Saturday, 5 February 2011

Around and about

Friday 4th February 2011

Defied the gales to have a walk round the fields between Nuneaton and Burton Hastings. There are several well marked paths and I havent yet explored all this area. In the strong winds most of the bird activity was confined to the dense hedges near the village with Tits, Redwing and Bullfinch and a couple of Linnet flocks, probably involving over 100 birds, in the stubble fields. Apart from large numbers of Corvids and Wood Pigeon that was it. I've walked around this route for several years and I ve been critical of the way rough land has been cleared to maximise cultivation, hedges removed and the use of the 'conservation strip' around the fields for steeple chasing. I had a chat to the landowner /Farm manager planting bushes and saplings on one of the rough patches which has recently been 'tidied up'. I got a completely different impression of what was going on from our conversation. He was trying to develop conservation areas and pointed out several areas where planting and management had created habitat in which seed eating species could winter. When I asked about access he said there was no problem and that there were footpaths which gave good access. I certainly know of one path which takes you directly to the Lime Kilns pub on the A5 which still sells good Marston's Ale! I shall certainly continue to check out the area. To date my best birds have been Merlin, Stonechat, Little Owl, Peregrine and Kingfisher but I think the area has the potential for other goodies.

PS. The remnants of 6 Chinese Lanterns in as many miles today !

Thursday, 3 February 2011

Bitterns in the Sun

Bittern, Brandon Marsh N.R.



Thursday 3rd February 2011
A few images of the East Marsh Bittern at Brandon Marsh N.R. today. Another bird flew over towards Newlands so there are at least 2 on site at the moment.

Wednesday, 2 February 2011

To the Woods

Wednesday 2nd February 2011

Not really back into the swing of local birding again yet. A few short walks round Caldecote and Draycote Water have produced very little in the way of birds.
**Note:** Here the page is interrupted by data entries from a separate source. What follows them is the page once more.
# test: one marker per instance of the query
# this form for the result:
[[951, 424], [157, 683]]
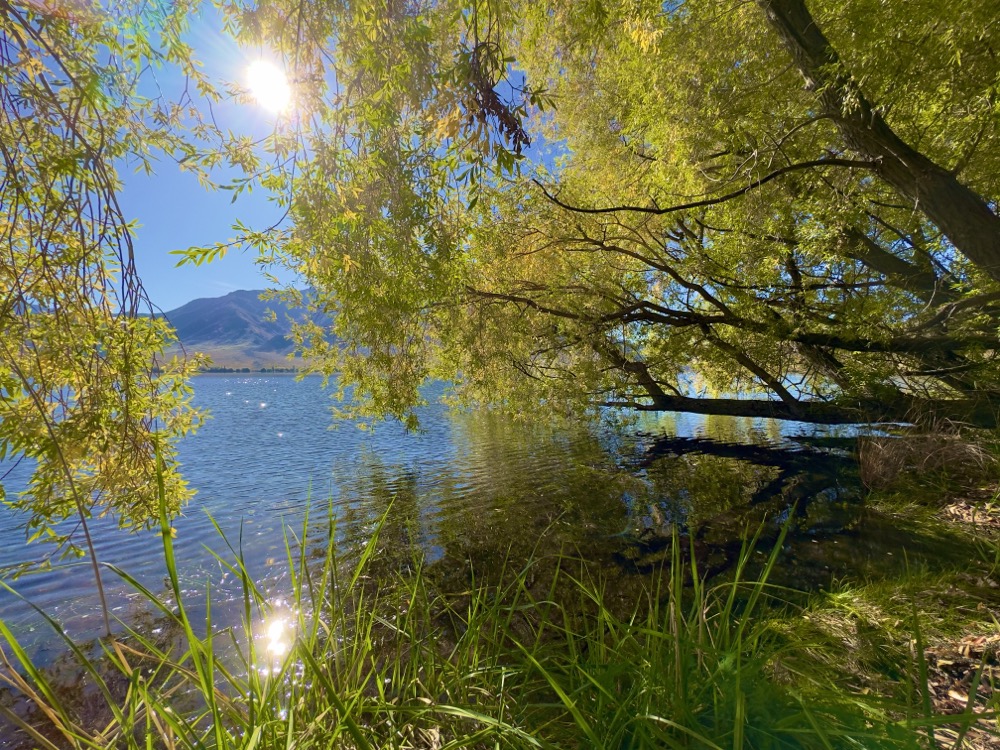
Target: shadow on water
[[474, 492], [713, 495]]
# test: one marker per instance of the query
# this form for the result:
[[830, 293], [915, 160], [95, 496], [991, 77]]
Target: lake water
[[468, 486]]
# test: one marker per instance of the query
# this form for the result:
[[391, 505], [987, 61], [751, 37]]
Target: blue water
[[272, 450], [466, 484]]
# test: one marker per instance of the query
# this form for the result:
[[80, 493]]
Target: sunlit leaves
[[84, 397]]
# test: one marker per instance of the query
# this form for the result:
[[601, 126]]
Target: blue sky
[[174, 212]]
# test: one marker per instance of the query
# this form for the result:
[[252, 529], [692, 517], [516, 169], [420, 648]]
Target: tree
[[84, 392], [792, 201]]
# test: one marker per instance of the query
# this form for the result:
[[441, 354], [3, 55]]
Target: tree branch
[[815, 164]]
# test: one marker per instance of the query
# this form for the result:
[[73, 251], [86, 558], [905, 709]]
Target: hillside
[[234, 330]]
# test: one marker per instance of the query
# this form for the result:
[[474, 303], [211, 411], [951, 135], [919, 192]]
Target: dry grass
[[947, 460]]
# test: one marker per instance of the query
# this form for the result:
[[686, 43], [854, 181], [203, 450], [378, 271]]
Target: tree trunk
[[963, 216]]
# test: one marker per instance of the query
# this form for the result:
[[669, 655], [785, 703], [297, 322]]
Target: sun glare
[[268, 85]]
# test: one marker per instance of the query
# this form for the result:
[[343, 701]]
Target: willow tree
[[651, 205], [84, 398]]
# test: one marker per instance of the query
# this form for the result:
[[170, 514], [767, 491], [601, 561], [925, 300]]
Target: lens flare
[[268, 85]]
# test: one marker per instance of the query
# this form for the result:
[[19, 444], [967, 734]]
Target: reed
[[542, 655]]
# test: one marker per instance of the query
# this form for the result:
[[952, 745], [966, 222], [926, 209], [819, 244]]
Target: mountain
[[234, 330]]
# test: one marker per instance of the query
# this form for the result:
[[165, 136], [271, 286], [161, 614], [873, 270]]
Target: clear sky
[[175, 212]]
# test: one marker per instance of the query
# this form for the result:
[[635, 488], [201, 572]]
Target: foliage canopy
[[84, 392], [650, 204]]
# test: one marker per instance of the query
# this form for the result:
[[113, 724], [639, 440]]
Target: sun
[[268, 85]]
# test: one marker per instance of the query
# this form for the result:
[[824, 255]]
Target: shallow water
[[467, 487]]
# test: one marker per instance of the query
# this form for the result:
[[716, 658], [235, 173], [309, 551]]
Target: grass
[[544, 654]]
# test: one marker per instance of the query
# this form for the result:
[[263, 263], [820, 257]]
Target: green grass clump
[[545, 654]]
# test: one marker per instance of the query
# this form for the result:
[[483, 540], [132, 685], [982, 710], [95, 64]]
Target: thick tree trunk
[[973, 412], [963, 216]]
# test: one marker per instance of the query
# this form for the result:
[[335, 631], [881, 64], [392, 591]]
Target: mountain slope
[[233, 330]]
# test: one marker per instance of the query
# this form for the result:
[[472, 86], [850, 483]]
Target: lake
[[468, 486]]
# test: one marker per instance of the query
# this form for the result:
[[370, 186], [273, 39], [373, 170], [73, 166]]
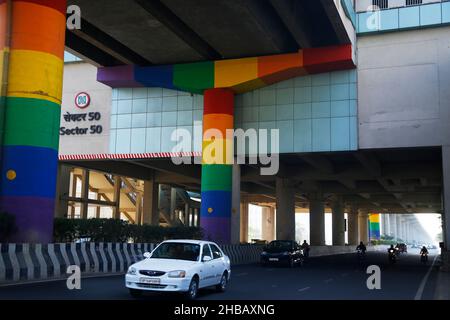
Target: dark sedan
[[286, 252]]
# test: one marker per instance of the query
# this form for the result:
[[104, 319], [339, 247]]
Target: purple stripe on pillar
[[33, 215]]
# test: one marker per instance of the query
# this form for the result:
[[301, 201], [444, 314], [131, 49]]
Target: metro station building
[[358, 95]]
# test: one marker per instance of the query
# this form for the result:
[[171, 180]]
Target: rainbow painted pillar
[[217, 168], [32, 39], [374, 226]]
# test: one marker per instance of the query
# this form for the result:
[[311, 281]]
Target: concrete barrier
[[31, 262], [34, 262]]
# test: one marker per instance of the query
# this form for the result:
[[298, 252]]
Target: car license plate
[[149, 281]]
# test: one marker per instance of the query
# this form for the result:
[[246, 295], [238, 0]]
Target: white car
[[180, 266]]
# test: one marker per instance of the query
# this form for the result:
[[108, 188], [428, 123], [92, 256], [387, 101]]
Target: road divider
[[20, 263]]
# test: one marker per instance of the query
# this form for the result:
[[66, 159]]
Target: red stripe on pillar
[[219, 101], [59, 5]]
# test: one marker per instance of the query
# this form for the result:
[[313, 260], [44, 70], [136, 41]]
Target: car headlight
[[132, 271], [177, 274]]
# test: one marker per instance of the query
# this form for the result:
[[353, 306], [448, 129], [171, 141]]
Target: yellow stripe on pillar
[[218, 151], [35, 75]]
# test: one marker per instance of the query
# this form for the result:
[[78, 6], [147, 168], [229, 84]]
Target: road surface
[[332, 277]]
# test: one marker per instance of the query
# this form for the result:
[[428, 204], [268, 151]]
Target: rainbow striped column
[[217, 160], [374, 226], [32, 114]]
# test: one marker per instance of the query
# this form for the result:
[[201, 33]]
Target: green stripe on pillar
[[32, 122], [194, 77], [217, 177]]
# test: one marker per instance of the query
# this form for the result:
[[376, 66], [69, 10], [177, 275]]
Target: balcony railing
[[396, 19]]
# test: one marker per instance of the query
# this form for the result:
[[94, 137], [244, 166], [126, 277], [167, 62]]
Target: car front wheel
[[222, 286], [193, 290]]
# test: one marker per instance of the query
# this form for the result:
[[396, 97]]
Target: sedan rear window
[[177, 251], [287, 245]]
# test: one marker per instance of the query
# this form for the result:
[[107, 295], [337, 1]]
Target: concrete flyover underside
[[187, 31], [405, 180]]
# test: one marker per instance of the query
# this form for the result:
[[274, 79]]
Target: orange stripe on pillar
[[38, 28]]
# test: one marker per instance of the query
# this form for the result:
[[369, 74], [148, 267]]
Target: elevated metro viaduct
[[357, 134]]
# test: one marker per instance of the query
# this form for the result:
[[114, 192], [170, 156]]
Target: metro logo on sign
[[82, 100]]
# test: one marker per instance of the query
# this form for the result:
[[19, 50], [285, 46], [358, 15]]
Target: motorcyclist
[[305, 248], [392, 253], [361, 247], [424, 251]]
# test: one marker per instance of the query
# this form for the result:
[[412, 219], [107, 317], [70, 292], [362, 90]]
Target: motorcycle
[[392, 256], [361, 254], [424, 257]]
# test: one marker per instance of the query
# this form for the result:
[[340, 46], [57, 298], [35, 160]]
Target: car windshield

In fact the best bit of wildlife I've seen in the past week has been a dog fox in my dad's garden at Mere Green, Sutton Coldfield. I need to re acclimatise and get my eye in again. Having said that it was difficult today, even in Bentley Woods a strong wind was pushing the leaves about making it tricky to detect tell tale movements of birds on the ground. Did see 3 presumed Mealy Redpolls in the thicket next to the pond though. They showed briefly on some Birches before flying deeper into the thicket. Unusually the 3 white/grey Redpolls were on there own, although there was a mixed Tit flock 40yards away. I saw them again in flight briefly as they moved through the wood, but that was it. Plenty of noisy Nuthatches and Common Buzzards, a few Treecreepers and Goldcrests and a single Raven summed up the rest of the sightings.